1. The power battery pack bottom collision simulation method is characterized by comprising the following steps of:

constructing a battery pack model, a trolley model and an obstacle model; the battery pack model, the trolley model and the obstacle model are all three-dimensional models;

establishing a ground model, and forming a simulation test model based on the battery pack model, the trolley model and the obstacle model;

and carrying out a power battery pack bottom collision simulation test according to the set working condition information by adopting the simulation test model to obtain a simulation analysis result.

2. The power cell pack bottom collision simulation method of claim 1, further comprising:

coupling the quality units of the battery pack model to obtain quality points;

and carrying out counterweight on the basis of the mass point so as to simulate the mass of the vehicle to be tested.

3. The power battery pack bottom collision simulation method according to claim 1, wherein a ground model is established, and a simulation test model is formed based on the battery pack model, the trolley model and the obstacle model, specifically comprising:

and carrying out grid division on the battery pack model, the trolley model and the obstacle model by adopting a finite element method to obtain a battery pack finite element model, a trolley finite element model and an obstacle finite element model, and establishing a ground model with the height consistent with the lowest point of the trolley so as to form the simulation test model.

4. The method for simulating the bottom collision of the power battery pack according to claim 3, wherein the simulation test model is adopted to perform the simulation test of the bottom collision of the power battery pack according to the set working condition information to obtain a simulation analysis result, and the method specifically comprises the following steps:

and solving the simulation test model by adopting a variational method to obtain the motion process of the trolley model with the battery pack when the trolley model impacts an obstacle.

5. The method for simulating the bottom collision of the power battery pack according to claim 1, before the simulation test is performed on the bottom collision of the power battery pack according to the set working condition information by using the simulation test model to obtain a simulation analysis result, further comprising:

giving a battery pack material model equation;

and determining a stress-strain curve of the selected material of the battery pack object in the manufacturing process based on the battery pack material model equation.

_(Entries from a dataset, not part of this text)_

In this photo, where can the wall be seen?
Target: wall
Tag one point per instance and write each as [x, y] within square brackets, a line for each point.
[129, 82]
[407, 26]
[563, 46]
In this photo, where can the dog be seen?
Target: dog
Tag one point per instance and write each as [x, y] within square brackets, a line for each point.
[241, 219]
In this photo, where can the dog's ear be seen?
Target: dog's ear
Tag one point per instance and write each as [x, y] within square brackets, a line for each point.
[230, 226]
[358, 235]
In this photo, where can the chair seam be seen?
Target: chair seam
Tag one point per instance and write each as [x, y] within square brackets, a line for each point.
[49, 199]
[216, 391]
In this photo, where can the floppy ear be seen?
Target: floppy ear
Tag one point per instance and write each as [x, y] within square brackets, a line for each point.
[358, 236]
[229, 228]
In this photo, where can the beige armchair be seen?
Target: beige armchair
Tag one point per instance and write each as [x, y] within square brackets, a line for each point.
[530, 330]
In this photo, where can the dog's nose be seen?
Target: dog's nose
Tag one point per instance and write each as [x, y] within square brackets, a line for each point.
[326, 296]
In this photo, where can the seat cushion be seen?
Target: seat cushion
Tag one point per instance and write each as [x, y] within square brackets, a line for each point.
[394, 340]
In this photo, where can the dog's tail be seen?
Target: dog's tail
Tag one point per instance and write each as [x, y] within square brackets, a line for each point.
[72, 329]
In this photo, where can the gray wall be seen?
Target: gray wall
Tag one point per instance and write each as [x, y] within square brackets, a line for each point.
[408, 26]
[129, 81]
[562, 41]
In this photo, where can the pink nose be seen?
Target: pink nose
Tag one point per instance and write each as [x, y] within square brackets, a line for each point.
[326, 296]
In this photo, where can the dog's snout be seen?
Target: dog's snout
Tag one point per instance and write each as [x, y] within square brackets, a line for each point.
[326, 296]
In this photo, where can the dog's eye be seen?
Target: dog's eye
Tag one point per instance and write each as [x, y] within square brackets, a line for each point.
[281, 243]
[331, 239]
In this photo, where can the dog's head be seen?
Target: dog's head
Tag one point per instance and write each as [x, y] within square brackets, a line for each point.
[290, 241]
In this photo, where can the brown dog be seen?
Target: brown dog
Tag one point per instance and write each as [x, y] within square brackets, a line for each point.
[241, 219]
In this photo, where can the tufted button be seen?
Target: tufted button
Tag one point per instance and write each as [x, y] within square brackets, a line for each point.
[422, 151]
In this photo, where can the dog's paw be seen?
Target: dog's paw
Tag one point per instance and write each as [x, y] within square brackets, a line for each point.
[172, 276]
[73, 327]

6. A power battery pack bottom collision simulation system, characterized by being applied to the power battery pack bottom collision simulation method according to any one of claims 1-5; the system comprises:

the three-dimensional model building module is used for building a battery pack model, a trolley model and an obstacle model; the battery pack model, the trolley model and the obstacle model are all three-dimensional models;

the simulation model generation module is used for establishing a ground model and forming a simulation test model based on the battery pack model, the trolley model and the obstacle model;

and the simulation test module is used for carrying out a power battery pack bottom collision simulation test according to the set working condition information by adopting the simulation test model to obtain a simulation analysis result.

7. An electronic device, comprising:

a memory for storing a computer program;

a processor, connected to the memory, for retrieving and executing the computer program to implement the power battery pack bottom collision simulation method according to any one of claims 1-5.

8. The electronic device of claim 7, wherein the memory is a computer-readable storage medium.